Although Falmouth Bay provided less sunshine, there was more breeze – a steady north-westerly force four – for the second race in the Pendennis Cup on Wednesday.
Race Officer Peter Craig set a predominantly reaching course for both classes, 26 miles for the Pendennis Division and a little shorter for the smaller boats. ‘We wanted to give them a longer one today as we think it’s going to be much lighter on Friday and Saturday,’ says Craig.

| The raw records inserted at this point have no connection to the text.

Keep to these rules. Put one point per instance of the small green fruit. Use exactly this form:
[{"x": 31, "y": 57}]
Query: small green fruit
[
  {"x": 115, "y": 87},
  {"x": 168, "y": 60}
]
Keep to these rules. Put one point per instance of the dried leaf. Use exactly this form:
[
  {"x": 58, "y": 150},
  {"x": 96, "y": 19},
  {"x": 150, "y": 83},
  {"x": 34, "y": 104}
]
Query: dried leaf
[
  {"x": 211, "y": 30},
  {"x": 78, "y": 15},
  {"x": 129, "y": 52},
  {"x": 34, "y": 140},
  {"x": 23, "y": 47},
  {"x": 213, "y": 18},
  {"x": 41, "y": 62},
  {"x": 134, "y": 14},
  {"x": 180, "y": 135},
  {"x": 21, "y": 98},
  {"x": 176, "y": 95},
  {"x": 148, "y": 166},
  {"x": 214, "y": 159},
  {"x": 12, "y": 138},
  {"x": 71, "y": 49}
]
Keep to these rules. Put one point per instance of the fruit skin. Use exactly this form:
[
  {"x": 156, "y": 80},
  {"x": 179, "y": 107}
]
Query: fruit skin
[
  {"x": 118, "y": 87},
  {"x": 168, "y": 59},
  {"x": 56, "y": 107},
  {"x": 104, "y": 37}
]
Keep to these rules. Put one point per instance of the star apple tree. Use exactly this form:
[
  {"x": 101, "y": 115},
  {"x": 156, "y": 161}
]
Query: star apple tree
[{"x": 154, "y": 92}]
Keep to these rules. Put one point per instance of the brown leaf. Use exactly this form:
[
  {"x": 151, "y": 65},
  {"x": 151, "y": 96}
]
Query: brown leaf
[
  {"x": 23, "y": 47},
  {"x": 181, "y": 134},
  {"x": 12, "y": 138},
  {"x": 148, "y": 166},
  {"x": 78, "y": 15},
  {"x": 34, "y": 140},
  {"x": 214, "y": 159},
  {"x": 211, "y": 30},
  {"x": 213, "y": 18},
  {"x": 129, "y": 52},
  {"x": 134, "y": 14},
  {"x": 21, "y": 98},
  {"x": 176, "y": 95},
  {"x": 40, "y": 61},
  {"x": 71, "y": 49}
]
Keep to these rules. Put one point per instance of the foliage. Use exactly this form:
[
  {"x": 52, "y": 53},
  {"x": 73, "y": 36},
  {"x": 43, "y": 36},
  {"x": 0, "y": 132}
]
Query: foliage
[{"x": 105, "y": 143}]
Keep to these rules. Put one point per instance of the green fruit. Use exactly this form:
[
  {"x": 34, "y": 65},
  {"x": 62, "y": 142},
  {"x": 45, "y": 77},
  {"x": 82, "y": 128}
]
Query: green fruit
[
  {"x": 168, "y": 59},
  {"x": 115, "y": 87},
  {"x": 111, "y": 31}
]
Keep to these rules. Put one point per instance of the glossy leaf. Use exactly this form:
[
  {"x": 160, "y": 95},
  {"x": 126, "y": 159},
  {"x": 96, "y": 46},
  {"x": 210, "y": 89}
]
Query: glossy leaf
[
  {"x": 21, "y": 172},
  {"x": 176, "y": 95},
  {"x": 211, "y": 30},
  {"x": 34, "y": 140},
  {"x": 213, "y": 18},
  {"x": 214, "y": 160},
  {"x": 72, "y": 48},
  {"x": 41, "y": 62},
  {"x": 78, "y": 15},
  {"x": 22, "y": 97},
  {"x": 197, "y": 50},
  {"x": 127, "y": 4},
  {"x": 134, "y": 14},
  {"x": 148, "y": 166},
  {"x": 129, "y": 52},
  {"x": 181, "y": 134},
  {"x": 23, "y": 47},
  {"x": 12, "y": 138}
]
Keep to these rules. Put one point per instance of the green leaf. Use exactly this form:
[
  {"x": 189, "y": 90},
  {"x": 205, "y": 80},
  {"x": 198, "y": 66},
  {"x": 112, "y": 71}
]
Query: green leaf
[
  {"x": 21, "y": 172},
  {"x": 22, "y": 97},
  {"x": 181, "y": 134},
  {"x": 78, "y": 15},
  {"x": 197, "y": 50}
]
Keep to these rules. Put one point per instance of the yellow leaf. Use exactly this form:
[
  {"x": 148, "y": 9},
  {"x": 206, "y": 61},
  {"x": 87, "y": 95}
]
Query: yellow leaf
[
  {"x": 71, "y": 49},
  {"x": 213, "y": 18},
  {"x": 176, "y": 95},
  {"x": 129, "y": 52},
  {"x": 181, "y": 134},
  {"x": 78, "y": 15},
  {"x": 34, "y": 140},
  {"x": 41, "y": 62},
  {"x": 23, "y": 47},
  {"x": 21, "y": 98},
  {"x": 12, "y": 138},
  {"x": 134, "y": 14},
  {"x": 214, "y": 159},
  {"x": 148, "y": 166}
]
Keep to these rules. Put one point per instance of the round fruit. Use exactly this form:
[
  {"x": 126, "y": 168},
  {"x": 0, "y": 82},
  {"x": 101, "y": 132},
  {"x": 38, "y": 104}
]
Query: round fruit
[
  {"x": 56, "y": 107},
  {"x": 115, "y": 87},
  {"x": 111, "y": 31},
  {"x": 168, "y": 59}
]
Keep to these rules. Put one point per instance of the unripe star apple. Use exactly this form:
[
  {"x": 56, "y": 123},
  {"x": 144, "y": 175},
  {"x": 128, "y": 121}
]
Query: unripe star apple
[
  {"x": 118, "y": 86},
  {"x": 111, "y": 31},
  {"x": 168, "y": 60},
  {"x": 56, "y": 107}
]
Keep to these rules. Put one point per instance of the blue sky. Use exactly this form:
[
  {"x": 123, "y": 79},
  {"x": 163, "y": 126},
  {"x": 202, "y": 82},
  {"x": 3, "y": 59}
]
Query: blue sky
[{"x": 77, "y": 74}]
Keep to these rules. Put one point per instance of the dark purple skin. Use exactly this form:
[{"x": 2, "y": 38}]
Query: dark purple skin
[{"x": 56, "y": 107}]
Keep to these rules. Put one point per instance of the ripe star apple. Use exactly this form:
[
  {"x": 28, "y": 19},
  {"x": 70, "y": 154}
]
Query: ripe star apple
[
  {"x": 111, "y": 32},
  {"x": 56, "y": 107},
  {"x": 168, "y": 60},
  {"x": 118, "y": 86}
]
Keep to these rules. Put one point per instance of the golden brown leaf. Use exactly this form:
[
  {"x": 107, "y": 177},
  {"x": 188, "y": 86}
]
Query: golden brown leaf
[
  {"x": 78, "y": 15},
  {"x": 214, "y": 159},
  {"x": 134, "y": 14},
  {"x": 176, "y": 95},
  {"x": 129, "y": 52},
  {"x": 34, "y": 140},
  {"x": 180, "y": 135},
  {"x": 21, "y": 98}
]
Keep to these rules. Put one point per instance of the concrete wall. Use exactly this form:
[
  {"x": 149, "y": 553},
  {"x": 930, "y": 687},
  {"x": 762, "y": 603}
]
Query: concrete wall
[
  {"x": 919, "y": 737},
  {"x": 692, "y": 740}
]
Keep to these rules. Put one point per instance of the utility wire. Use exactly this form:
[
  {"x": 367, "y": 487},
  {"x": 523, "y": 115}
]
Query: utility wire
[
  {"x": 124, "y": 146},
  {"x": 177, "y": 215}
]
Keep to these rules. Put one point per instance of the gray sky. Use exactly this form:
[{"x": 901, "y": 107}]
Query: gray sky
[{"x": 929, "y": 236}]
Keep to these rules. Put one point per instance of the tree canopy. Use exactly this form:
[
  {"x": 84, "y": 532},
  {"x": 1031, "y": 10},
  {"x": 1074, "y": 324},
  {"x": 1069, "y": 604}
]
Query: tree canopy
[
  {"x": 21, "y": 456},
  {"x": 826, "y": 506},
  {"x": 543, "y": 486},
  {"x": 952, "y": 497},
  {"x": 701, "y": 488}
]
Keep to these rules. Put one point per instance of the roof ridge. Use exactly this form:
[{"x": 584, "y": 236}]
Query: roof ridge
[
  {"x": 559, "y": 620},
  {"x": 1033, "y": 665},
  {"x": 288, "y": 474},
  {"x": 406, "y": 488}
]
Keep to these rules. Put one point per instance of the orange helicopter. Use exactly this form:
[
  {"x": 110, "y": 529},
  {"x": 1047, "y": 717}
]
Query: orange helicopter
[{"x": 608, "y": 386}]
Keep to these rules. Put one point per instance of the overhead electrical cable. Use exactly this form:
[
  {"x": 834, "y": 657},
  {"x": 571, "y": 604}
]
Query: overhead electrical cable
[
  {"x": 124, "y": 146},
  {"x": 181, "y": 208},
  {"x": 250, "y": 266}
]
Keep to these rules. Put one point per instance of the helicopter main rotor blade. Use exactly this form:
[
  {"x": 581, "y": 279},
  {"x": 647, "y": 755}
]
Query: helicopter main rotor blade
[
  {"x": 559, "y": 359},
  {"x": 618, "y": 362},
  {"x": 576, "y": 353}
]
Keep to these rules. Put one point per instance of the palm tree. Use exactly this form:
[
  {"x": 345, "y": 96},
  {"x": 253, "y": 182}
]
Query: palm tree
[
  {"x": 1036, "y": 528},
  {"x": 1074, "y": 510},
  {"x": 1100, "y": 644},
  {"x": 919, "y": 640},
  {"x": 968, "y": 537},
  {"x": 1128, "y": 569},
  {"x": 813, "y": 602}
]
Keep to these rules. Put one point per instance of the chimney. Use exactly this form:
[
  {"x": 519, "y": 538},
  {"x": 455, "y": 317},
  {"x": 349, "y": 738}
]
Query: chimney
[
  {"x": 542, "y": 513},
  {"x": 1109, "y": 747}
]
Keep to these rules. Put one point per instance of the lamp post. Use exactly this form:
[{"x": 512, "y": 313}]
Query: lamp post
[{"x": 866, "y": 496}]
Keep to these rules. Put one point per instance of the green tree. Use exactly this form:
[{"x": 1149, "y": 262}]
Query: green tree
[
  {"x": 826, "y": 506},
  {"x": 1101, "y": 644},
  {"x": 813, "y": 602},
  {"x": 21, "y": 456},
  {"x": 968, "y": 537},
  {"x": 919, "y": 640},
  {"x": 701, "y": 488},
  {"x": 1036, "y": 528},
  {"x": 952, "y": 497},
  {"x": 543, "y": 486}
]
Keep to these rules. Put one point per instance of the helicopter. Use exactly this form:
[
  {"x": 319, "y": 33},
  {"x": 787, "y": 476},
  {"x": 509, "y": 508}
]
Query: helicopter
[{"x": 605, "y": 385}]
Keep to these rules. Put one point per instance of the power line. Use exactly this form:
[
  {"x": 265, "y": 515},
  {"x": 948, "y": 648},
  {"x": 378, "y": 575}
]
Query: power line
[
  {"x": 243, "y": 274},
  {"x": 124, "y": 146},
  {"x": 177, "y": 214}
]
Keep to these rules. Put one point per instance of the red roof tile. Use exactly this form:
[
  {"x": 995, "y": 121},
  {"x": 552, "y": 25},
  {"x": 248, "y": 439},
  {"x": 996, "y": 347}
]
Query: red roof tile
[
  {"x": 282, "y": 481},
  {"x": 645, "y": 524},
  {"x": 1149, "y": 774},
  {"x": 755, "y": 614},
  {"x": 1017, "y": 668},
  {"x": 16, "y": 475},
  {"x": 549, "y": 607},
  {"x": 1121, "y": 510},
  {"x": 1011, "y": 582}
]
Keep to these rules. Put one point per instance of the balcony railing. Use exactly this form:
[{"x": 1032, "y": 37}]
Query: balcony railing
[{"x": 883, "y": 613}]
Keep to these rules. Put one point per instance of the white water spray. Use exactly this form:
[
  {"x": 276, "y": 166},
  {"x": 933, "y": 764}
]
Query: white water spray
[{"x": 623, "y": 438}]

Boats in the Pendennis Division have staggered starts, at three minute intervals, but it wasn’t long before 46m Christopher, starting second to last, was in front. ‘We took the lead at the end of the third leg, a tight reach on which we managed to carry our asymmetric spinnaker, and we were hauling everyone in at 13 knots,’ says her captain Marko James. ‘From then on we had completely clear air’. Christopher eventually crossed the line in first place but then had an anxious wait for the corrected time results. ‘We knew we’d saved our time on Breakaway,’ says James, ‘but the others were too far back to know’.
Eventually it was announced that 26m Velacarina, finishing over half an hour after Christopher, had exactly the same corrected time, and these two ketches were tied in first place –the first time this has happened in races governed by the International Super Yacht Rule in which each boat is allocated a different handicap number before each race, according to the day’s conditions and course.
In the Little Dennis Division, 13.1m Firebrand won line honours again, but this time she failed to save her time on 13.1m Cerinthe, which was first on handicap. The ketches 16.6m Cuilaun and 14.5m Zarik were third and fourth.
Thursday is a lay day but both classes are delicately poised at the halfway stage. In the Pendennis Division, Velacarina has 3.5 points, and both Christopher and the 21.3m Breakaway have 4.5; while in the Little Dennis Division, Firebrand and Cerinthe are tied on three points.